They said in their blog, that their Scapple (Mindmap) for windows will get an update but might be next year probably.
Posted by Franz Grieser
Nov 21, 2017 at 08:16 AM
washere wrote:
>I wish they could charge less for current users.
$25? Others charge more than that for an annual subscription. And I bet we’ll be able to use Scriv3 for years - without subscription.
Posted by Paul Korm
Nov 21, 2017 at 10:42 AM
Along with Scrivener 3 (Mac) there is an updated v1.3 for Scapple (Mac) that has some minor UI tweaks and compatibility fixes for High Sierra.
Interesting one of the release changes is “A “Scapple” folder now appears in iCloud Drive” —and iCloud is now the default save-to destination for new documents.
Perhaps this means eventually a Scapple for iOS will be coming along?
Posted by Dellu
Nov 21, 2017 at 04:06 PM
I rarely used Scrivener before. I never passed a few minutes of playing with it. I didn’t see much advantage over Tinderbox.
Playing a bit with the new version last night, I find the **Bookmark feature** very neat. It is a kind of nice system to collect all the related pdf files of an article there without importing them.
Tinderbox can also link them. But, for 15 relevant articles, I need 15 attributed assigned to that article. It is a kind of weird to assign 15 attributes of URL to a single note.

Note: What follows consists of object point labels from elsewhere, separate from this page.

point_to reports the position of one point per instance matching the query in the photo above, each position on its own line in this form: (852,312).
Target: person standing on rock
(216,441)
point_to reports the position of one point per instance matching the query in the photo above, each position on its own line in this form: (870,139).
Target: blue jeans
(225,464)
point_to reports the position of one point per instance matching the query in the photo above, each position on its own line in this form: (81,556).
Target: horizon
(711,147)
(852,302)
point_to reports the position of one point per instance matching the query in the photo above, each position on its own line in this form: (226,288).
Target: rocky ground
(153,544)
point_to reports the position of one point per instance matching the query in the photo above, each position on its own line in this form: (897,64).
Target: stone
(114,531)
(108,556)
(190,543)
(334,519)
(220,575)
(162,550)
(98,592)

Furthermore, the Bookmark in Scrivener has a nice internal preview: could be used to just have a glimpse (reminder) of the associated note without open it.
Posted by Hugh
Nov 21, 2017 at 05:53 PM
If it’s any help, just to say that I don’t see Tinderbox and Scrivener as being particularly interchangeable. Scrivener originally came on to the market as a tool for drafting “long-form” (i.e. >5,000 words) pieces of writing, with the idea that you’d subsequently prettify the draft in a traditional word processor such as MS Word. Very few, or no, applications existed then (c.2007) specifically for that purpose; Word itself was seen mainly as a tool for writing business letters and reports, and was fairly notorious at that time for corrupting long-form pieces of work. (Its reliability has now probably improved.)

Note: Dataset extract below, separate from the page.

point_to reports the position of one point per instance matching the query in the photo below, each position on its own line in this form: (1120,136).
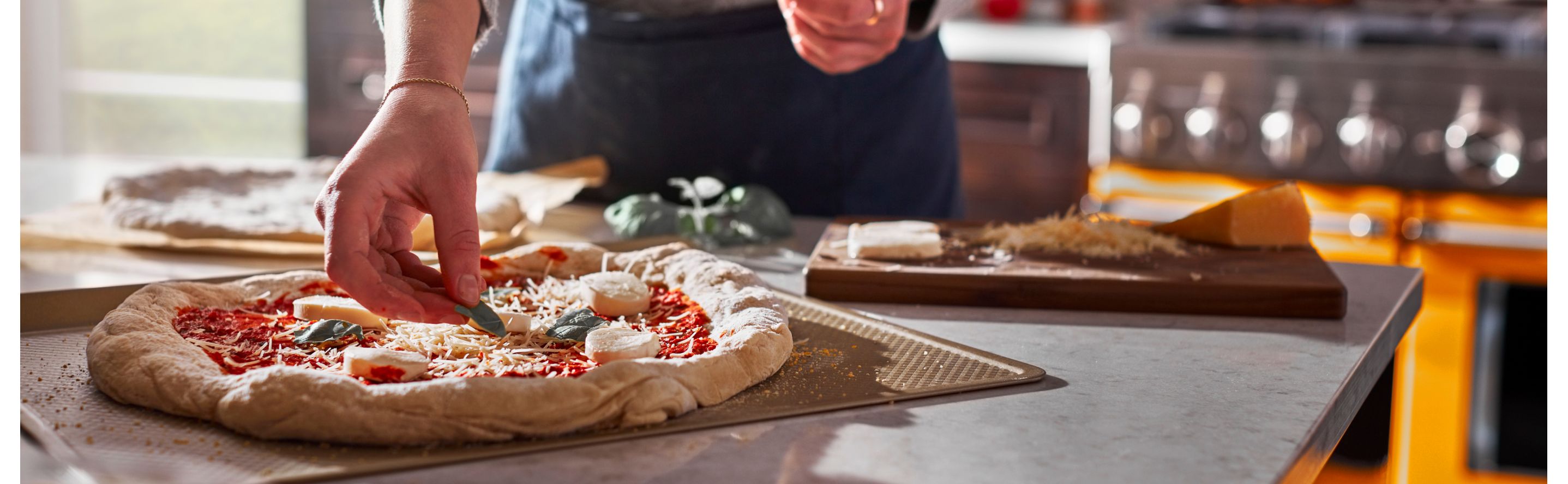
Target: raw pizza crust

Scrivener has since spread its wings and “moved up the value chain”, as management consultants say, so that you can now pretty much self-publish from the application without actually spending cash on another piece of software, and, as a writing tool with some database-ish characteristics, it can now also be used for several other purposes (ranging from, apparently, game-strategising to journalling). But its USP, or key raison-d’être, and the thing that it’s better at doing than anything else in my view remains being able to securely and reasonably easily handle the writing process of long-form.
In contrast, I wouldn’t want to try to write long-form in Tinderbox - ever! The definitions of what Tinderbox actually is are several and varied. I like to think of it as a sophisticated means of arranging thoughts and ideas and establishing the relationships between them. Of course, outliners and concept maps or mindmaps have similar purposes to those of Tinderbox - and Tinderbox can certainly be used an outliner or concept map, prior to writing long-form. But Tinderbox can do a lot more than that, being versatile, nuanced and “smart”, and capable of helping to identify “emergent structure” (which sounds faintly sinister, but isn’t). Whereas Scrivener, although it too has an outliner as part of its package, certainly does not aspire to what Tinderbox can do in that area.